Also seems appropriate to the threads of late.
I'm interested in this notion that abstract thought is somehow culture free, though. Where does this come from?
And who was Turner? Is there a way to get my hands upon the Turner article cited in this paper?
[Turner, T. (1973), Piaget's Structuralism. Am. Anthrop. 75:351-373.]
Apparently he passed away last November:
> Chandler, M. J. (1975). Relativism and the problem of epistemological loneliness. Human Development, 18(3), 171-180.
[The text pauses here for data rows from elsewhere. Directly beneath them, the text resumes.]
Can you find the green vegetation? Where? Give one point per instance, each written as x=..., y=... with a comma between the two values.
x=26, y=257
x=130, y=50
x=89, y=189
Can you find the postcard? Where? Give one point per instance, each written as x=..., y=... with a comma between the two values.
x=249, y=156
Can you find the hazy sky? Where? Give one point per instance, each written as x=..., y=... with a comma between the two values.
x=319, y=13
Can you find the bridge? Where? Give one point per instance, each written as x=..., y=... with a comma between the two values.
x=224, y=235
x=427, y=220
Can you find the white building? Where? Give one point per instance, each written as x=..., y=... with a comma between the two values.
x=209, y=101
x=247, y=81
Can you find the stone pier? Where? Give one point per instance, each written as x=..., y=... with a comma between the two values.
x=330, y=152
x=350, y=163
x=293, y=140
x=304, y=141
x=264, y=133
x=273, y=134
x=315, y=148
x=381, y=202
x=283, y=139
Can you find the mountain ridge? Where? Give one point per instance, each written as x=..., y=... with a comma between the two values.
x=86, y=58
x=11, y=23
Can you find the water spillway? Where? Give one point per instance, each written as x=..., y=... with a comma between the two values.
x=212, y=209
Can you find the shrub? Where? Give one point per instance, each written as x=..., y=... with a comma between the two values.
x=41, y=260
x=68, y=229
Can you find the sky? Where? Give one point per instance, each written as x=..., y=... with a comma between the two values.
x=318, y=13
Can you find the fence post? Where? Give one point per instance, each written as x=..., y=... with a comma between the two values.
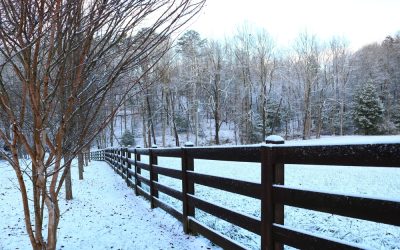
x=137, y=171
x=271, y=173
x=123, y=167
x=187, y=188
x=129, y=167
x=153, y=177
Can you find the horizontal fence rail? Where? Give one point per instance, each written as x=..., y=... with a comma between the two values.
x=272, y=192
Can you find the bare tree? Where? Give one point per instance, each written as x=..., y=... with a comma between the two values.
x=70, y=48
x=307, y=60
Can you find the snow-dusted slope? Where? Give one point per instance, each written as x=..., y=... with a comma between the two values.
x=104, y=214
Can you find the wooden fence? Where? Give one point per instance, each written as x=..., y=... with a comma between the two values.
x=272, y=192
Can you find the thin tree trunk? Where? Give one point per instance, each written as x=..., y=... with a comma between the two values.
x=80, y=165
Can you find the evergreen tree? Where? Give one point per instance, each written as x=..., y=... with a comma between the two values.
x=368, y=110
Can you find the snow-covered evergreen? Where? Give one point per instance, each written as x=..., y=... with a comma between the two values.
x=368, y=110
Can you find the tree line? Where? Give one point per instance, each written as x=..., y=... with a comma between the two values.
x=249, y=86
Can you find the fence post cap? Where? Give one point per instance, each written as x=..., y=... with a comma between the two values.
x=189, y=144
x=274, y=139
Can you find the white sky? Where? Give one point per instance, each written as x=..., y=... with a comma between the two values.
x=359, y=21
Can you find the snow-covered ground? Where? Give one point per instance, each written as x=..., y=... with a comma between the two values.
x=376, y=182
x=104, y=214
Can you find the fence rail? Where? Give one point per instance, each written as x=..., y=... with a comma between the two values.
x=272, y=191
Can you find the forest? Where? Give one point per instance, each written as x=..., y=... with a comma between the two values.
x=242, y=89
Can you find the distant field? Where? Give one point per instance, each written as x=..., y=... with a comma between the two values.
x=375, y=182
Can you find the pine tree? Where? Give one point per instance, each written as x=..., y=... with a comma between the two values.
x=368, y=110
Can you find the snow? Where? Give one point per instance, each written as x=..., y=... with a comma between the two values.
x=346, y=140
x=104, y=214
x=103, y=194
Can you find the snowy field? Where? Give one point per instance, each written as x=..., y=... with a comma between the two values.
x=376, y=182
x=104, y=214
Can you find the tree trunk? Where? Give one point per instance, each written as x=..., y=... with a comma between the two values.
x=80, y=165
x=68, y=183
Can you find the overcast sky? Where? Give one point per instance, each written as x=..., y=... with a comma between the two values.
x=359, y=21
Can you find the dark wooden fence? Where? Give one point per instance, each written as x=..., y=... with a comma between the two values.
x=271, y=191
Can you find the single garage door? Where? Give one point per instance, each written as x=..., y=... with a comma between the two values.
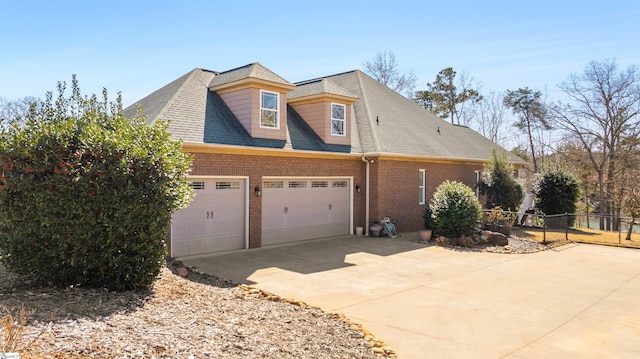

> A commentary on the sense of isolation and estrangement which commonly accompanies the relativism ushered in by the emergence of formal operational thought, and a detailing of several regressive strategies frequently employed by adolescents in their efforts to accommodate to this plurality of solitudes. It is suggested that the stereotypy, cliquishness and press toward conformity common among adolescents, as well as the penchant for abstraction and the susceptability to secular and nonsecular conversions often characteristic of this age group, can be understood as attempts to cope with the estrangement of social relativism through the imposition of a kind of artificial consensus. Such essentially regressive solutions are viewed as a by-product of a standard of cognitive development which regards maturity as a kind of exclusive trafficking in abstract relativistic thought. This view is contrasted with an alternative construction of cognitive development which rejects the notion that concretism is an intellectual handicap of middle childhood, that centered or figurative thinking is a conceptual stage to be overcome, and that thoughts freed of all contradiction are the mark of conceptual maturity. This second and dialectical view of development is proposed as a perspective which permits a brand of cognitive growth that does not sacrifice the particular to the general nor condemn the adolescent to the vertigo of relativism.